Sat. Oct 1st, 2022
US President Donald Trump departs from a press conference at the White House in Washington DC, US, on Thursday, April 16, 2020.  Some US states and employers may be able to waive most social distancing practices within four weeks to contain the coronavirus outbreak according to guidelines the Trump administration issued to governors on Thursday.
enlarge US President Donald Trump departs from a press conference at the White House in Washington DC, US, on Thursday, April 16, 2020. Some US states and employers may be able to waive most social distancing practices within four weeks to contain the coronavirus outbreak according to guidelines the Trump administration issued to governors on Thursday.

Public health experts offer mixed reviews of the Trump administration’s broad, non-binding guidelines for states to gradually lift current social distancing measures to slow the pandemic spread of COVID-19.

The guidelines, unveiled on Thursday, aim to prevent a second overwhelming wave of disease by easing restrictions in three progressive phases. Each of those phases is gated, meaning that a set of criteria must be met before a state can enter a specific phase. Those gate criteria include states with two-week “downward trajectories” of confirmed COVID-19 cases and reports of infections with symptoms similar to COVID-19. States must also have the hospital capacity to treat all patients without “crisis care” and have a “robust” testing program.

The guidelines further outline the key “preparedness responsibilities” each state must maintain during the phases. This criterion includes the ability to test all symptomatic cases and trace their contacts; setting up sentinel stations for asymptomatic cases; an adequate supply chain of personal protective equipment (masks, gloves, gowns, etc.) for healthcare professionals; and to have plans to protect at-risk workers and members of the public, such as health professionals, the elderly in residential facilities, and workers and members of the public using public transportation.

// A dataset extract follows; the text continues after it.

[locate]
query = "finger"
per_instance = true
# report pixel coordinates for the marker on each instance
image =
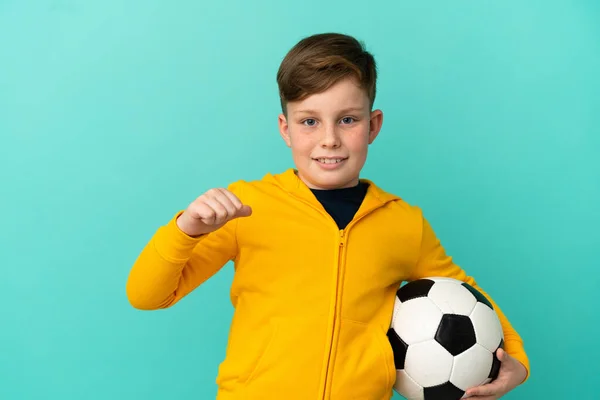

The guidelines are not binding, and President Trump left governors open about how and when to apply them to their states. This more hands-off approach is a reversal of Trump’s earlier claim that he had “total authority” to ignore governors and reopen states.

The measured guidelines are also notable in that they do not contain fixed timelines or dates. In recent weeks, Trump has been pushing for states to reopen before April 12 and — after that date has passed — May 1. Public health experts criticized the suggestion, arguing that easing distancing measures should be driven by data and access to resources to quell flare-ups — not artificial deadlines.

But despite the unspecified timing in the guidelines, Trump still suggested several states could reopen soon — some “literally tomorrow,” he said Thursday. Experts disagreed.

Mixed Reviews

Barry Bloom, a distinguished professor of public health at Harvard, praised the Trump administration’s plan in general. “It’s quite a thoughtful plan,” he told reporters late Thursday night in a media appeal. He praised the phased nature of the plan, the continuation of some distance measures and the use of a data-driven timeline instead of hard deadlines.

But Bloom noted that the plan was vague on many decisions, including the gates. A two-week decrease in cases is a short period of time for this disease, as there can be a two-week delay between an infection and the return of test results.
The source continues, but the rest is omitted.